Larson, who also toured the park in December, established a strict timetable ordering Duro to, by June, hire a professional property management team, set up formal lease agreements with businesses at the park, obtain insurance quotes, perform an engineering study and secure a loan to pay for the modifications.

“Come Monday, we'll be turning in signed agreements with contractors to build a fire suppression system (at the park) and the actual cost of rehabilitation plans for bringing into compliance the electrical and sewage infrastructure,” said Flynn.

He said the judge will also be notified about the status of a multimillion-dollar loan application that the newly founded Duroville Renaissance Corp. — a nonprofit entity overseeing financial matters at the park — filed with Clearinghouse Community Development Financial Institution.

The Orange County-based lender, composed of a consortium of “blue chip” banks that pool funds to underwrite low-income neighborhood projects under the federal Community Reinvestment Act, has indicated it will provide as much as $3 million for Duroville rehabilitation plans.

The loan would have to be repaid over a 13-year term at modest interest rates, according to Clearinghouse Community Development Financial Institution spokeswoman Kristy Ollendorff.

“One of the problems I have is cost,” said Flynn. “Believe me, there's not much money out there (at the park).

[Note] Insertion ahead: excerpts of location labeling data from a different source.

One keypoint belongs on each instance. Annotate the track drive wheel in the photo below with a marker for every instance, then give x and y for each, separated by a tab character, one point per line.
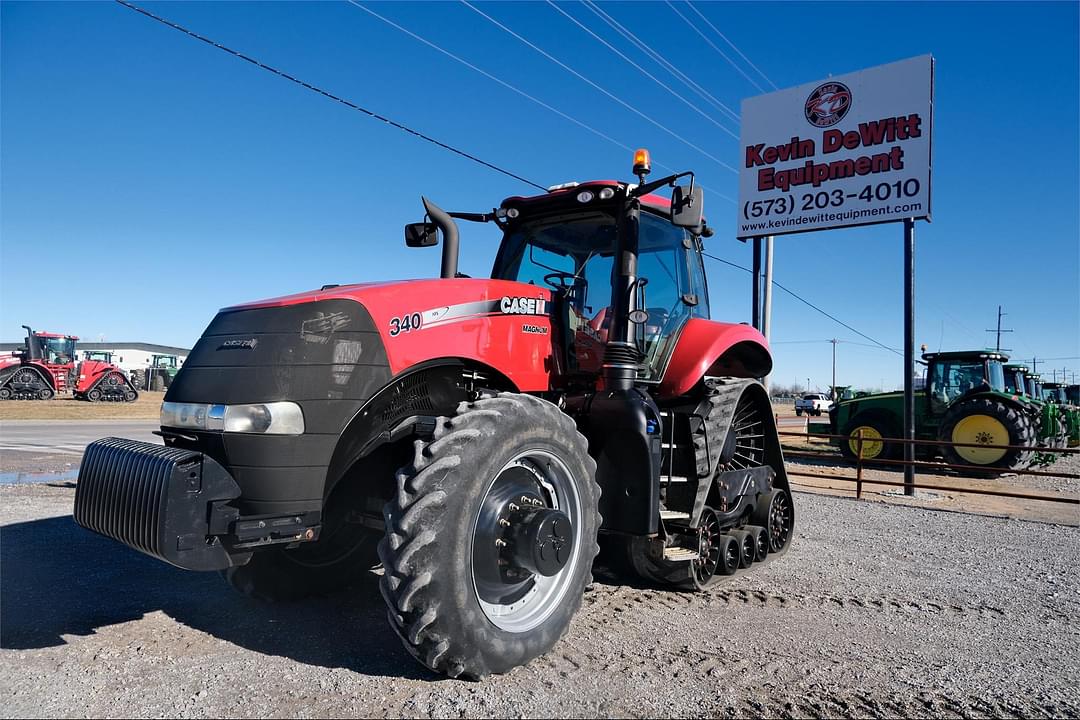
987	421
775	514
490	537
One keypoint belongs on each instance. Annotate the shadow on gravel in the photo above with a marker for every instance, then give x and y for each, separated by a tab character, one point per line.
58	580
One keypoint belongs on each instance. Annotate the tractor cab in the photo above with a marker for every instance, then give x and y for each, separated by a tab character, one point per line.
1054	392
1016	378
567	241
97	355
953	375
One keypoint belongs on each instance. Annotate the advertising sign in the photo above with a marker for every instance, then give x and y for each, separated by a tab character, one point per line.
850	150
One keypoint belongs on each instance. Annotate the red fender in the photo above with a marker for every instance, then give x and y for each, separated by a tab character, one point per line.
715	349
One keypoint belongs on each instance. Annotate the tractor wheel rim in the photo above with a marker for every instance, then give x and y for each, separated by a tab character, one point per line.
982	430
527	599
872	442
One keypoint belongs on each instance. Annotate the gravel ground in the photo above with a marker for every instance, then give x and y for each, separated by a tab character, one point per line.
877	611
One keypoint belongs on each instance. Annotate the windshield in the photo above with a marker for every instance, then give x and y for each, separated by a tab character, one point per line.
59	351
578	250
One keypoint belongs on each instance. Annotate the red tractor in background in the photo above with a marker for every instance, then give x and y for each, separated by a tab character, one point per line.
46	366
491	432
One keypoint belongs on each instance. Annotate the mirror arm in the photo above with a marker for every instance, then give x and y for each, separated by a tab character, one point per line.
670	180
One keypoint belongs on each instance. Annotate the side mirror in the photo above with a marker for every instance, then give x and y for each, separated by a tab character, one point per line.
420	234
686	207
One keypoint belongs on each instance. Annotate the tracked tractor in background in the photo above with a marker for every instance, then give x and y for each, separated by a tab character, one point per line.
41	369
46	367
491	432
1051	426
964	401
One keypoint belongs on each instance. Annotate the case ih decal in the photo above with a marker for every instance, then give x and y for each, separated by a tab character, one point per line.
436	316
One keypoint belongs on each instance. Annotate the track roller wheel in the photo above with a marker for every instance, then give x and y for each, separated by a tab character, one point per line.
775	514
760	541
747	547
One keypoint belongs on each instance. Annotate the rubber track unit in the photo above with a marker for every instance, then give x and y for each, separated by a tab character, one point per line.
25	391
426	555
717	409
119	391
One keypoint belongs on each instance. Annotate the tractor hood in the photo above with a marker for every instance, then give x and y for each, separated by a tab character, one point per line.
341	344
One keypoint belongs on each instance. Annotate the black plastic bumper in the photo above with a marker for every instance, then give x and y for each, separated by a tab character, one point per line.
158	500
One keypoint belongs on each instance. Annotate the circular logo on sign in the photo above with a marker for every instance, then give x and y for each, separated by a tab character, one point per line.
827	104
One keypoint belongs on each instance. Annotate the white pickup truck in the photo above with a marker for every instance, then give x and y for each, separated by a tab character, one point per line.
812	404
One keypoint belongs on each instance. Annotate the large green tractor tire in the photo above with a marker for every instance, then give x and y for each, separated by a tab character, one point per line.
988	421
874	426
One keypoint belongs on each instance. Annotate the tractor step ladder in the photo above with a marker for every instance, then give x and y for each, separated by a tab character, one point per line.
679	554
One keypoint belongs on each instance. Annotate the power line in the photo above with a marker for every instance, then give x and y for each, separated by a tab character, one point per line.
586	80
717	30
810	304
328	95
642	70
714	46
520	92
490	77
621	29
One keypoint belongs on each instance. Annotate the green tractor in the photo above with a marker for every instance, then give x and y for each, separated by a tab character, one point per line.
964	401
159	375
1053	426
1068	415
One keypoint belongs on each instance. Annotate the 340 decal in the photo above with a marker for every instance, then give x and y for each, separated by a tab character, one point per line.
405	324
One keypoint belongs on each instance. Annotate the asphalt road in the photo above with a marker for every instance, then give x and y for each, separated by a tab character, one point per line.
69	436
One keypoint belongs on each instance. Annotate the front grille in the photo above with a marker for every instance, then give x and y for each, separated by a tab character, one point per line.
154	499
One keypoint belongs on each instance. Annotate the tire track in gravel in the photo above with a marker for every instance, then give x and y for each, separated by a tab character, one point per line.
628	599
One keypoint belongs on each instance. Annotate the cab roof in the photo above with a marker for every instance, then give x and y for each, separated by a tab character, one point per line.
967	354
556	198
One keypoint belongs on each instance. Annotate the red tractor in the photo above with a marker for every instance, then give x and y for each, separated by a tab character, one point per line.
486	433
45	366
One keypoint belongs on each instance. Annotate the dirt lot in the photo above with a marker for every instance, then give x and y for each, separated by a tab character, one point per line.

There's a real cash-flow issue.”

According to Flynn, repair projects at the facility have been under way for the past month, and the money to pay Duroville's nine-person staff and rent equipment to make modifications is coming mainly from rents charged to trailer park tenants, who pay approximately $350 a month to live there.

One of the conditions stipulated by Judge Larson was arranging formal lease agreements with the commercial businesses operating at the park, including several used car dealerships, a welding shop and tire outlet.

Flynn said eviction notices have been served on all the auto-related businesses because their operations are “incompatible with land-use regulations.”

The business owners have apparently retained an attorney and intend to sue, Flynn said.

“We will renegotiate leases with businesses that are needed for the local community — a grocery store, laundromat, clothing store,” Flynn said.

He said Lloyd's of London has agreed to insure the mobile-home park, providing liability coverage amounting to several million dollars.

Flynn said the Housing Renaissance Fund, an organization that works with banks to rehab distressed properties, has never managed a property the size of Duroville, but help is coming from outside sources.

“The Diocese of San Bernardino and Sister Gabriella Williams have been just unreal, taking a lot of personal interest (in Duroville),” Flynn said.

The diocese, through its Office of Social Concerns, has agreed to provide portable buildings for a centrally located community center in the park, according to Flynn.

During the summer, the park population is at its lowest, around 2,700 residents, Flynn said. More will return in the fall, after the grape-harvesting season in Northern California passes.

After Larson reviews the Duroville progress report Monday, Duro will have another two months before a second progress report is due, showing that funding commitments are in place to pay for all the necessary work, and that new commercial agreements have been signed and an educational program is under development to instruct tenants on their rights and responsibilities.